Swans’ hopes riding on Franklin’s golden left boot

Lance Franklin’s virtuoso performance against Collingwood has revived Sydney’s push for the finals but coach John Longmire knows the Swans cannot rely on the superstar forward to win games off his own boot.

The Swans are back in the eight and need at least two more wins to stay there, starting next Sunday against Melbourne in a high stakes match that is likely to play a big part in shaping both clubs’ September aspirations.

Lance Franklin's fortunes are mirroring those of the Swans.
Lance Franklin’s fortunes are mirroring those of the Swans.

With three rounds left in the season, the Swans’ fortunes are mirroring those of their spearhead, who turned in one of his best performances of the year to lift his team back into the eight.

Quiet in the Swans’ losses to Gold Coast and Essendon, Franklin bagged six out of 11 in the victory on the weekend. The four-time Coleman Medal winner had also been influential in the club’s narrow win over North Melbourne.

Former stars Dermott Brereton and Matthew Lloyd have both said the Swans would not have beaten the Magpies had defender Darcy Moore not broken down, leaving Franklin to prey on debutant Jack Madgen and first-year rookie Brody Mihocek.

He could have another inexperienced opponent this week in Melbourne’s Oscar McDonald.

Franklin was able to train for five minutes last week, Longmire joked, to take part in a training drill. The Swans are fielding an inexperienced forward line after losing Kurt Tippett to retirement before the season and Sam Reid and Gary Rohan to injury.

After impressing earlier in the season, Will Hayward, Ben Ronke and Tom McCartin – who kicked the match-winning goal against the Pies – have dropped off in the past month as the effects of a long season takes its toll.

They have found unlikely scoring sources for backs-to-the-wall wins against Geelong and Hawthorn but are becoming increasingly reliant on Franklin’s golden left boot.

“We need to find other avenues, there’s no question about that,” Longmire said.

“If you look at the other names up there they’re finding their way as well, they’re learning at AFL senior level and those guys you mentioned certainly had an impact at different times but they’re also going to be in and out of the game at different times.

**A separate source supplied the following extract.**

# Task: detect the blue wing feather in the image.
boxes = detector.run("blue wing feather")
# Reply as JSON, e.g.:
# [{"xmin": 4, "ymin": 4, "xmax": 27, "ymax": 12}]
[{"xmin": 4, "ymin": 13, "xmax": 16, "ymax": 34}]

“Hayward, [Tom] Papley, Ronke, McCartin, [Jordan] Dawson in our front half, [Oliver] Florent, they’re going to be good at times and they’re not going to be there the whole time, that’s ok.

“They were surrounded by a very experienced player, Lance, and we were able to find some ways forward outside of that in the second half.”

Star midfielder Dan Hannebery is a chance to return next week, which would provide much-needed experience.

Longmire spoke glowingly of veteran Jarrad McVeigh, who had 26 possessions after missing three games with a broken collarbone.

“He certainly did some really important things,” Longmire said. “It wasn’t just his experience, he was able to win some important balls just before three-quarter time [which] stick out to me. It was good to have that experience around the younger boys.”

Longmire said comeback kid Alex Johnson played his part in his first match since the 2012 grand final.

“He had a big ask, coming in and playing a fair bit of the game on a bloke who has been in pretty good form in Mason Cox,” Longmire said.

“What we thought we’d get would be a competitive effort and that’s what we got.

“He got a taste of what AFL footy’s like for the first time in a long time and played an important role for us and helped us, gave us some really strong direction and did what we wanted him to do.”